Besides, there is 1 winner. Everyone else is participating and none of us will win…well, except for Julian in a non pro field :slight_smile:

4 Likes

Put in 1x3800m effort this morning at 1:51/100 which is okay for me, an 01:10:55 IM swim split would be a race day PB, but what’s particularly pleasing is my HR averaged 134bpm, a genuinely all day kind of effort. 10bpm below my last half, 30bpm below my last full…and a touch faster than both. :+1:

Okay, it was a pool swim with pull buoy, but they tend to match my OW efforts within a minute or so.

2 Likes

Did a swim time trial yesterday and a run today to get updated threshold paces. In a bit under two months of training, I’ve managed to boost my CSS from 1:41 to 1:33 (min/100yd) and my threshold run pace from 7:34 to 7:04 (min/mi). Still lots of room to improve but it’s nice to get some fitness back after not working out consistently for the last four years (deployments and long work weeks).
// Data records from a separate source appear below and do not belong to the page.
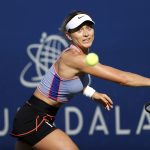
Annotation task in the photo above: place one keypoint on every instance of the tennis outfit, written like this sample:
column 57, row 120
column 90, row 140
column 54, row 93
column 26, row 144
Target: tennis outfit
column 35, row 118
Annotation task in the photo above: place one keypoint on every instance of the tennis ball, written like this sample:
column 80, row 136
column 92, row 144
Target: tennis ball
column 92, row 59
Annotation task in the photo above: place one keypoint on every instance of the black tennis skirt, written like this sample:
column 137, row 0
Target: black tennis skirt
column 34, row 121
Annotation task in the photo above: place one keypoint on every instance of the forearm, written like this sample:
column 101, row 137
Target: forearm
column 132, row 79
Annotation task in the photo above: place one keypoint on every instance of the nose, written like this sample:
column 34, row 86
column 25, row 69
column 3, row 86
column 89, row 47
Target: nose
column 85, row 32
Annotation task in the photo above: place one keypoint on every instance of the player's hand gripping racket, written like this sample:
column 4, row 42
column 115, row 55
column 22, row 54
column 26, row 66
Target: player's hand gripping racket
column 147, row 107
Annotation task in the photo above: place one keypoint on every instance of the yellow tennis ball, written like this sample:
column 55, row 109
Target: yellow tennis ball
column 92, row 59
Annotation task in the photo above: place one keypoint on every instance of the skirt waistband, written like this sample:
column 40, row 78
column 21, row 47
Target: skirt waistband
column 42, row 106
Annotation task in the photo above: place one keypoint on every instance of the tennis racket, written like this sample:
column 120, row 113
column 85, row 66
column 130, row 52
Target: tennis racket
column 147, row 107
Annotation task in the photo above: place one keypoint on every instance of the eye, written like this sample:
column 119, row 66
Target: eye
column 88, row 27
column 79, row 30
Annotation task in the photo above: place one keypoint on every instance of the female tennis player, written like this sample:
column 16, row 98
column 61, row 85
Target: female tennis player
column 69, row 75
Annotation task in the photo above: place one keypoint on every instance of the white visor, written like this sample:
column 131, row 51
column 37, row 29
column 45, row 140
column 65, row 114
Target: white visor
column 77, row 21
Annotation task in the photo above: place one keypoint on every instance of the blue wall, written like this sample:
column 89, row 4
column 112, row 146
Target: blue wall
column 122, row 38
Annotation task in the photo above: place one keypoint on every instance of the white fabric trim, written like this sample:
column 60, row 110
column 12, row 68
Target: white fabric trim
column 88, row 91
column 78, row 20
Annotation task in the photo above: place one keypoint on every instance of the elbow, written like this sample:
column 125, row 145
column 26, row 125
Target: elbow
column 126, row 82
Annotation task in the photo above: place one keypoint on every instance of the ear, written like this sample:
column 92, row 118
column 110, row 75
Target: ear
column 68, row 36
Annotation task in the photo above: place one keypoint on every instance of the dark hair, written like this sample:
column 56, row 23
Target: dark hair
column 68, row 18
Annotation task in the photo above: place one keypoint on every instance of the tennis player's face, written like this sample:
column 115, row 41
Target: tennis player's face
column 83, row 36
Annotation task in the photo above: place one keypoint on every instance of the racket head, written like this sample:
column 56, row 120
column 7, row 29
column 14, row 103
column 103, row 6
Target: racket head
column 147, row 107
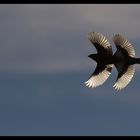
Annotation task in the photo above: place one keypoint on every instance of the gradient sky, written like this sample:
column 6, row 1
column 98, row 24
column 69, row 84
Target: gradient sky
column 44, row 64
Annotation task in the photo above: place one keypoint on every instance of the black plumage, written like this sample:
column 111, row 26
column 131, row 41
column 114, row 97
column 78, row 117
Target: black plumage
column 123, row 59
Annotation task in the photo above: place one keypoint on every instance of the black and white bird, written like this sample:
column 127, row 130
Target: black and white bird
column 123, row 59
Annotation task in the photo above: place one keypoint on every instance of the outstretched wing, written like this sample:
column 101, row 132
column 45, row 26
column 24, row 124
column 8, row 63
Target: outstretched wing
column 99, row 76
column 125, row 71
column 125, row 75
column 100, row 42
column 124, row 45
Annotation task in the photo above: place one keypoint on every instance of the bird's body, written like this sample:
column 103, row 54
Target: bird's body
column 123, row 59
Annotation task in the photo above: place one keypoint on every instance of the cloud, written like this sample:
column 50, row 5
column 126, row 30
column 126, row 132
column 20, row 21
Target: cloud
column 46, row 38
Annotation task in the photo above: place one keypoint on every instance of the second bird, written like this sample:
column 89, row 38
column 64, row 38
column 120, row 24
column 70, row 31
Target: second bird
column 123, row 59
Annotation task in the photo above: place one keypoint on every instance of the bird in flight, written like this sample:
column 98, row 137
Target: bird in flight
column 123, row 59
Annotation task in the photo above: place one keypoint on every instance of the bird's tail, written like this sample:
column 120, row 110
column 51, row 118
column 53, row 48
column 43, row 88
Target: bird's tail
column 137, row 60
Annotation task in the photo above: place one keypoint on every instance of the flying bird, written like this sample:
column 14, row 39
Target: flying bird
column 123, row 59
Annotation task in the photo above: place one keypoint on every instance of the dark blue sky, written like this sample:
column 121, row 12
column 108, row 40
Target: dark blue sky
column 44, row 64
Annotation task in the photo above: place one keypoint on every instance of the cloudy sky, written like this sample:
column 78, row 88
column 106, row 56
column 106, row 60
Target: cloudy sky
column 44, row 64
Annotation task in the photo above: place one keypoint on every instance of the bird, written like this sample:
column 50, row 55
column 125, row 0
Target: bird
column 123, row 59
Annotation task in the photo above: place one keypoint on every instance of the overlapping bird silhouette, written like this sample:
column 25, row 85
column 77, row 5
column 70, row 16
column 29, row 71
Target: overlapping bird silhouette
column 123, row 59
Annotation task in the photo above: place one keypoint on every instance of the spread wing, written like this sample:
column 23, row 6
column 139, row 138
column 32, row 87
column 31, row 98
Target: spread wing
column 100, row 42
column 124, row 45
column 125, row 71
column 99, row 76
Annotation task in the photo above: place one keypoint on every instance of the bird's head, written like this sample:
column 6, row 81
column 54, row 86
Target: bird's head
column 93, row 56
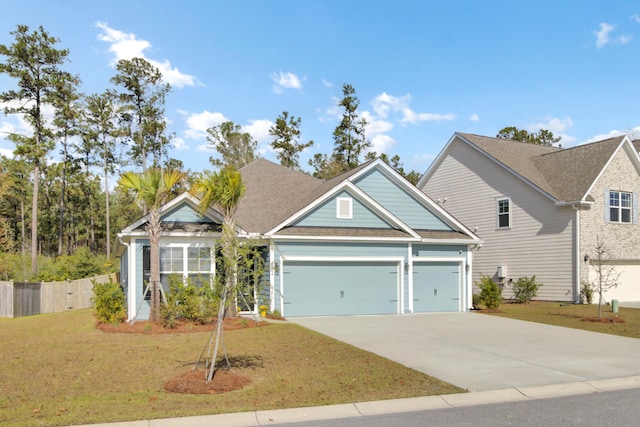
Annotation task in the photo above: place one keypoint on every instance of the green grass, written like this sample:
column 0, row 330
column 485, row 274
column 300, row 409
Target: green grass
column 58, row 369
column 572, row 315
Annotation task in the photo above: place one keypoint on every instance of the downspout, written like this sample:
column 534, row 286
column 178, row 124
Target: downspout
column 468, row 285
column 130, row 301
column 576, row 283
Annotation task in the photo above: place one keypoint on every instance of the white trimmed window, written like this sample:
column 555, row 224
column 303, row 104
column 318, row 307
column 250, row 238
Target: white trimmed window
column 620, row 207
column 191, row 262
column 503, row 212
column 344, row 208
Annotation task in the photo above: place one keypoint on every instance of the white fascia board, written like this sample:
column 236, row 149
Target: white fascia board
column 339, row 258
column 144, row 234
column 346, row 239
column 464, row 242
column 580, row 203
column 456, row 258
column 190, row 199
column 362, row 196
column 631, row 152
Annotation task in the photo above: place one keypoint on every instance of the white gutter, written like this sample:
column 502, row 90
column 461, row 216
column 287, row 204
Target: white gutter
column 576, row 284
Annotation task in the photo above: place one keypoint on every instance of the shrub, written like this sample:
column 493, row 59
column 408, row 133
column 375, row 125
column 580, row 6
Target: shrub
column 490, row 292
column 475, row 301
column 587, row 291
column 188, row 302
column 109, row 301
column 525, row 289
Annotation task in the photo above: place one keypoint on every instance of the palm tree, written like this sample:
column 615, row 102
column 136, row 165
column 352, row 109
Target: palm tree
column 224, row 190
column 152, row 189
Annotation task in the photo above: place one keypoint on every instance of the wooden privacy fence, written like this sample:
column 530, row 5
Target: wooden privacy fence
column 27, row 298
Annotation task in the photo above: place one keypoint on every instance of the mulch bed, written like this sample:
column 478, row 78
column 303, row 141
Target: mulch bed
column 610, row 319
column 151, row 328
column 194, row 382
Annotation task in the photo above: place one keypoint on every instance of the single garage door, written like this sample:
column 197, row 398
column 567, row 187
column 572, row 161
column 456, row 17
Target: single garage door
column 436, row 286
column 339, row 288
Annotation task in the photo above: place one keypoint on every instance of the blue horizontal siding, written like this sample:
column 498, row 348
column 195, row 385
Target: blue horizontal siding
column 184, row 213
column 399, row 202
column 325, row 216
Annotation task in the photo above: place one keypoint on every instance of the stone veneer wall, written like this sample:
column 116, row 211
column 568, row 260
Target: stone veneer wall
column 622, row 241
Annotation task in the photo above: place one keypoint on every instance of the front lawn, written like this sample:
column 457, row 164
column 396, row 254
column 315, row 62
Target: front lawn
column 574, row 315
column 58, row 369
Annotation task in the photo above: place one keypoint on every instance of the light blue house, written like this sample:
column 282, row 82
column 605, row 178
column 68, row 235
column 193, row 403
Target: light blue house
column 365, row 242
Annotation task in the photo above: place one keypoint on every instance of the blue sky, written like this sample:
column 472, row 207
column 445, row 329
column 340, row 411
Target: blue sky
column 421, row 69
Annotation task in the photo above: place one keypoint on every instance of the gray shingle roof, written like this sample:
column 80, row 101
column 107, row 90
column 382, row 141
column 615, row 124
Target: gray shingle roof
column 273, row 193
column 564, row 174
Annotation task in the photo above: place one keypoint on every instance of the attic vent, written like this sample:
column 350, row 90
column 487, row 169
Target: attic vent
column 344, row 208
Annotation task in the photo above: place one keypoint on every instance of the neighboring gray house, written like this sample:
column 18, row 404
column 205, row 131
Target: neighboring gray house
column 540, row 210
column 365, row 242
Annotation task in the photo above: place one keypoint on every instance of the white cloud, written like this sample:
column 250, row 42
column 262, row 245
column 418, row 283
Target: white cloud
column 179, row 144
column 258, row 129
column 376, row 126
column 422, row 161
column 384, row 103
column 382, row 144
column 410, row 117
column 376, row 131
column 205, row 148
column 127, row 45
column 285, row 81
column 198, row 123
column 634, row 133
column 556, row 125
column 603, row 36
column 611, row 134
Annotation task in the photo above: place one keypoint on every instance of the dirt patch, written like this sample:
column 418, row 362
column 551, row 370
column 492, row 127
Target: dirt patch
column 610, row 319
column 194, row 382
column 488, row 310
column 151, row 328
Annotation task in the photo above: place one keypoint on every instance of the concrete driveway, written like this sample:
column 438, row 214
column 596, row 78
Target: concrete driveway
column 481, row 352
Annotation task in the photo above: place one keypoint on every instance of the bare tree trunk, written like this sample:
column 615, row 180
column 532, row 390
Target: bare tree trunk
column 106, row 195
column 34, row 221
column 219, row 328
column 62, row 190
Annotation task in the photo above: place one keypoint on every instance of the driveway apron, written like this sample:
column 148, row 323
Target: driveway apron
column 481, row 352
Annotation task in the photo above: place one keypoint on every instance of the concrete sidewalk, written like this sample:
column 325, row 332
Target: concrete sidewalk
column 497, row 359
column 365, row 409
column 480, row 352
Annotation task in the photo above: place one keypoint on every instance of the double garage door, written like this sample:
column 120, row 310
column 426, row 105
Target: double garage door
column 329, row 288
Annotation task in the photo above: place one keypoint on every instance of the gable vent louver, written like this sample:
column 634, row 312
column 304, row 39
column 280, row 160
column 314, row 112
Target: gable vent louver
column 344, row 208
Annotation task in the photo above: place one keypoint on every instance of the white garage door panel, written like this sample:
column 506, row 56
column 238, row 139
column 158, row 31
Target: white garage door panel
column 340, row 288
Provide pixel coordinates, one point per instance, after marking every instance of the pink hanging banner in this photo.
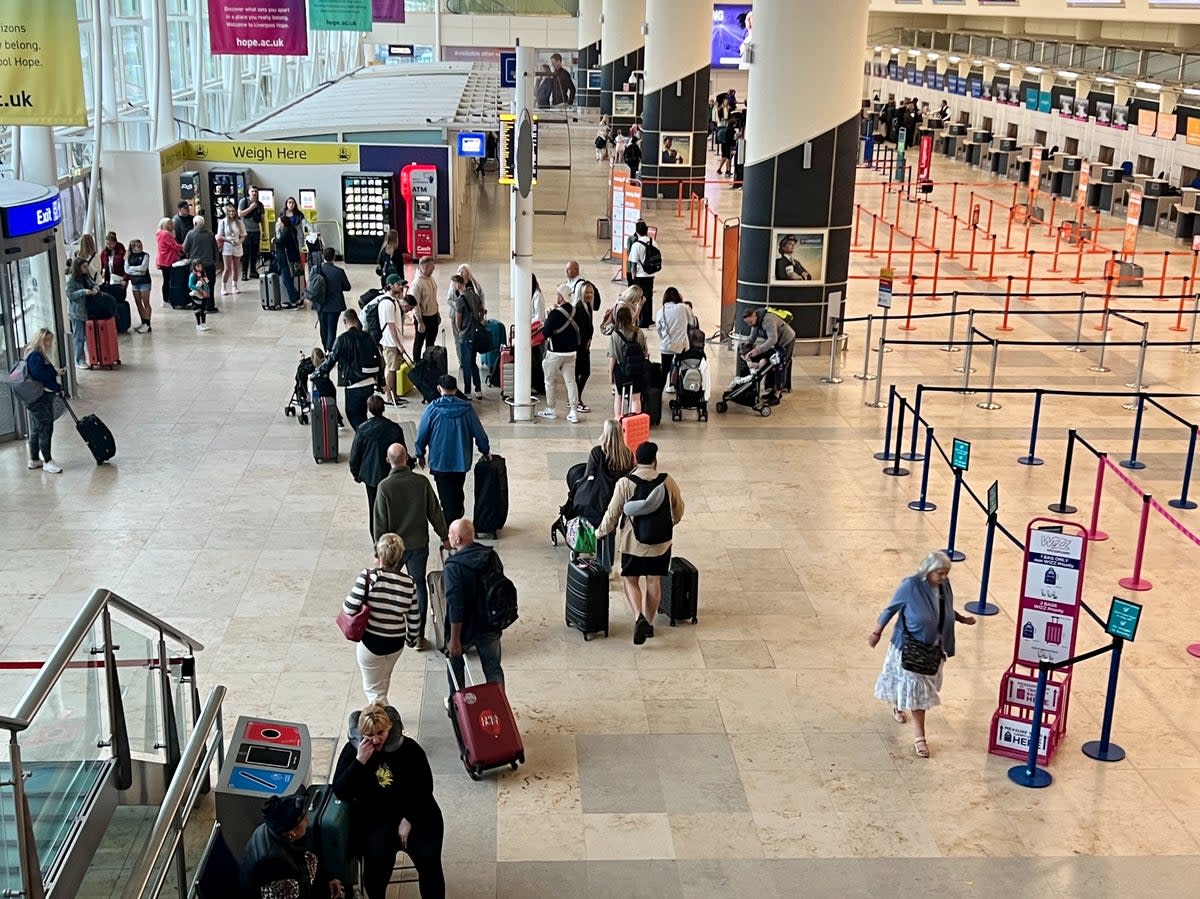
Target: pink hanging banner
(258, 28)
(388, 11)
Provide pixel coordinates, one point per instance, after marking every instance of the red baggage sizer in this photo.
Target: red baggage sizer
(485, 726)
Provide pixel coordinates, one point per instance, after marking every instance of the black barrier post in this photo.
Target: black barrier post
(1061, 507)
(1102, 749)
(1030, 774)
(1032, 460)
(1183, 502)
(1132, 462)
(886, 455)
(924, 505)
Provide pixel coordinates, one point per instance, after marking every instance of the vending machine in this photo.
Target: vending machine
(369, 199)
(419, 187)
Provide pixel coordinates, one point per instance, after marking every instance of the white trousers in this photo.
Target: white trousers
(376, 673)
(561, 364)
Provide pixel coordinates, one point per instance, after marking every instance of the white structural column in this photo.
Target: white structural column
(622, 48)
(675, 118)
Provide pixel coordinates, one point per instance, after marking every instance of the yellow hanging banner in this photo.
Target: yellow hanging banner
(41, 77)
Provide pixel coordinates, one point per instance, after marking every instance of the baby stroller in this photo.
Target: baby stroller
(749, 389)
(691, 385)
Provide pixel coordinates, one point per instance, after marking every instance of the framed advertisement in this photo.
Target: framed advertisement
(798, 256)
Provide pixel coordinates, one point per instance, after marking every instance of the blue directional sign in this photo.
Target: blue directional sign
(508, 70)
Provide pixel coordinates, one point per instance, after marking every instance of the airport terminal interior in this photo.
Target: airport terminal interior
(744, 754)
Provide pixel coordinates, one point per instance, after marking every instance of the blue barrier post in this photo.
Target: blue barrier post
(1102, 749)
(1033, 432)
(1030, 774)
(886, 455)
(1183, 502)
(983, 606)
(955, 556)
(1132, 462)
(924, 505)
(912, 455)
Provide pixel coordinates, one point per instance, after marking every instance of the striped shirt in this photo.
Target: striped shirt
(394, 612)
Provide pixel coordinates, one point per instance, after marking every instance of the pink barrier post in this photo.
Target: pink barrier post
(1093, 532)
(1137, 582)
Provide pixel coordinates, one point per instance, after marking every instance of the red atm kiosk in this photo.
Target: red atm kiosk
(419, 187)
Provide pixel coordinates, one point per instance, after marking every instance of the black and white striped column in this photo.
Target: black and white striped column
(678, 54)
(622, 53)
(802, 143)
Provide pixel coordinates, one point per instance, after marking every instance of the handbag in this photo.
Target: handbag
(353, 627)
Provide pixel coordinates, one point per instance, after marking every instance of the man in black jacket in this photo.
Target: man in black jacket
(359, 367)
(369, 453)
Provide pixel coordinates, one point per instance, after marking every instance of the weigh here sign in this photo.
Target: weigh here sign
(41, 77)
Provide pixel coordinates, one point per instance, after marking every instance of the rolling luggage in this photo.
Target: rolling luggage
(485, 726)
(324, 429)
(101, 340)
(96, 435)
(681, 592)
(491, 497)
(587, 597)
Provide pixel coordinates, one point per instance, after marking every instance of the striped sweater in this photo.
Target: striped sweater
(394, 613)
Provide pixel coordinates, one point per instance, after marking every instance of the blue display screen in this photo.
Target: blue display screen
(31, 217)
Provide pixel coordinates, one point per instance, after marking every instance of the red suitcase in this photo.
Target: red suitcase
(102, 347)
(485, 726)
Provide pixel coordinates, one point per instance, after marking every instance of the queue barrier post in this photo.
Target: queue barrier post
(1031, 457)
(982, 606)
(1137, 582)
(1061, 507)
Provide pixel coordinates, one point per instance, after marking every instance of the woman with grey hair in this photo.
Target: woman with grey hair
(924, 610)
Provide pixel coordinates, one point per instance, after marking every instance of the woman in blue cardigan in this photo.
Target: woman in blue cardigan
(924, 605)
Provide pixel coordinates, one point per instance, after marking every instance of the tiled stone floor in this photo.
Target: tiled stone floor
(744, 755)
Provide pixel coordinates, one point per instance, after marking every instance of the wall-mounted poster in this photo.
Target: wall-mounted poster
(676, 149)
(799, 256)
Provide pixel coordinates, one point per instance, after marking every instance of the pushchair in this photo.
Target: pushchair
(691, 385)
(749, 389)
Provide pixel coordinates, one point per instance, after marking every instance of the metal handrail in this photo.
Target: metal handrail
(185, 786)
(60, 659)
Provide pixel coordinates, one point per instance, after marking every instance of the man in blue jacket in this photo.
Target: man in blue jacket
(447, 429)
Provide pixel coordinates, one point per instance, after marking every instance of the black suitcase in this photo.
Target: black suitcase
(96, 435)
(491, 496)
(681, 592)
(587, 597)
(324, 429)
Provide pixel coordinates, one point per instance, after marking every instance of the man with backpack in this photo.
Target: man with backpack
(645, 262)
(643, 511)
(480, 603)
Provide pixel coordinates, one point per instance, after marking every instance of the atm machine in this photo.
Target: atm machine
(30, 286)
(419, 187)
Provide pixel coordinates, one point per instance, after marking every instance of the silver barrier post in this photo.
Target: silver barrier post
(1104, 345)
(1079, 325)
(991, 379)
(867, 351)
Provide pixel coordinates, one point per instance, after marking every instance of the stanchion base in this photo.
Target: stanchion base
(1135, 583)
(982, 607)
(1113, 754)
(1033, 779)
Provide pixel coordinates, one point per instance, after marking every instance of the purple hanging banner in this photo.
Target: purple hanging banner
(258, 28)
(388, 11)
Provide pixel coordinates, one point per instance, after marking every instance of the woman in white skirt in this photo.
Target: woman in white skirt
(924, 606)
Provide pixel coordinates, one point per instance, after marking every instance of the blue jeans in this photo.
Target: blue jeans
(469, 366)
(489, 648)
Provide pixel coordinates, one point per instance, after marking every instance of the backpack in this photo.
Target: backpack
(655, 523)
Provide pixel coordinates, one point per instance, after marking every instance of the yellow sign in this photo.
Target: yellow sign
(41, 76)
(269, 153)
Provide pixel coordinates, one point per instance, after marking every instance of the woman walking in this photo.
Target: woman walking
(924, 610)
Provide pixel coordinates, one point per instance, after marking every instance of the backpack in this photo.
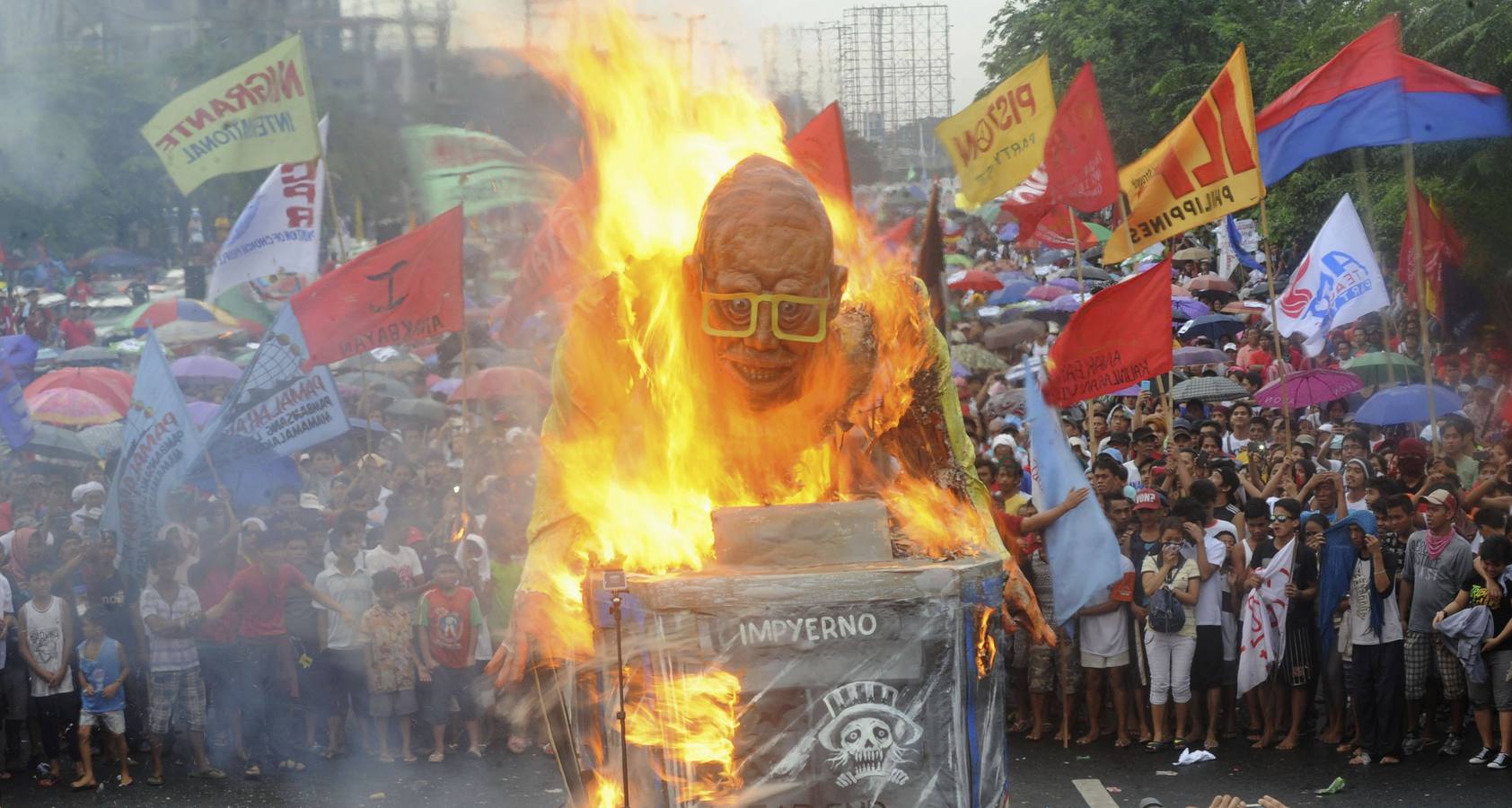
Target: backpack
(1166, 613)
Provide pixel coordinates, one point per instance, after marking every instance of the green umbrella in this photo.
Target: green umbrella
(1372, 368)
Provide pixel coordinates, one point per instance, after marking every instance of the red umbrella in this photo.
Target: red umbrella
(70, 408)
(502, 382)
(976, 280)
(108, 383)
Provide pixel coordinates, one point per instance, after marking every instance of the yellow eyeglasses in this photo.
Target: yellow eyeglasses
(794, 318)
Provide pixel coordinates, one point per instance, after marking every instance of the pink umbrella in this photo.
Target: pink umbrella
(1308, 388)
(1047, 293)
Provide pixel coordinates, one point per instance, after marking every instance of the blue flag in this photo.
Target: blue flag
(1237, 245)
(157, 450)
(276, 408)
(1081, 548)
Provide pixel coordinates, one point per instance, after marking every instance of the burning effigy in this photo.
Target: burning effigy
(760, 567)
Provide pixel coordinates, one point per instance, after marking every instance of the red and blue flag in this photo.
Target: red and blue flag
(1373, 94)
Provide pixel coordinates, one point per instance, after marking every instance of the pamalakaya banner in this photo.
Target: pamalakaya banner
(473, 170)
(1202, 170)
(254, 115)
(999, 138)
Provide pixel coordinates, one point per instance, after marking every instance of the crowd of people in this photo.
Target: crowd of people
(1392, 644)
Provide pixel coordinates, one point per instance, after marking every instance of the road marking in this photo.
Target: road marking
(1095, 793)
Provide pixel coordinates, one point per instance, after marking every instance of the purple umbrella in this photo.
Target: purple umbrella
(1308, 388)
(205, 368)
(201, 412)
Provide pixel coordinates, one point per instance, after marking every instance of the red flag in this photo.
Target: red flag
(1078, 156)
(407, 289)
(1118, 338)
(818, 150)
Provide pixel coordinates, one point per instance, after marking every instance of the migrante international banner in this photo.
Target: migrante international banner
(157, 450)
(473, 170)
(1200, 171)
(406, 289)
(254, 115)
(999, 138)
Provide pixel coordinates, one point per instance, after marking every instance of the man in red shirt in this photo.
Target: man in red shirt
(76, 331)
(267, 664)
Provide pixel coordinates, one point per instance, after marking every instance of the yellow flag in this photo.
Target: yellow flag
(254, 115)
(1202, 170)
(999, 138)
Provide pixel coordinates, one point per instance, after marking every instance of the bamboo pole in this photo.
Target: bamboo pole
(1420, 284)
(1275, 321)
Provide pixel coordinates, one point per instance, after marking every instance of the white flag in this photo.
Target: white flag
(278, 231)
(1264, 620)
(1337, 282)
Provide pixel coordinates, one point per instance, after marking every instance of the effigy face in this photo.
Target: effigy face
(767, 280)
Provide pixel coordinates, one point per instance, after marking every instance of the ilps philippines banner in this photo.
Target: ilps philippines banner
(1202, 170)
(157, 450)
(1337, 282)
(278, 232)
(250, 117)
(999, 138)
On a side note…I initially started my training with a 70.3 plan I purchased on trainingpeaks because I didn’t realize that TR had runs/swims in their plans. I noticed about a month ago and am now doing a combination of the bikes from TR’s mid-volume half distance base phase and the runs/swims from my trainingpeaks plan. Once that’s over in another month, I’ll move on to using TR’s plans exclusively. The only thing I don’t like is that they base all of their runs/swims off of RPE, which has always felt just a bit too vague for me. So, I put together a bunch of resources (here, here, here, and here) to make this google doc that will let me come up with specific swim/run paces for TR’s RPE recommendations.

The doc (here for you to look at or copy if you want) is based off Matt Fitzgerald’s 80/20 zones (a TR blog states that’s what their RPE zones are based off of) and, given your set of inputs (into the green-shaded cells), will give you swim/bike/run paces for both the 80/20 zones and TR’s RPE zones (red-shaded cells).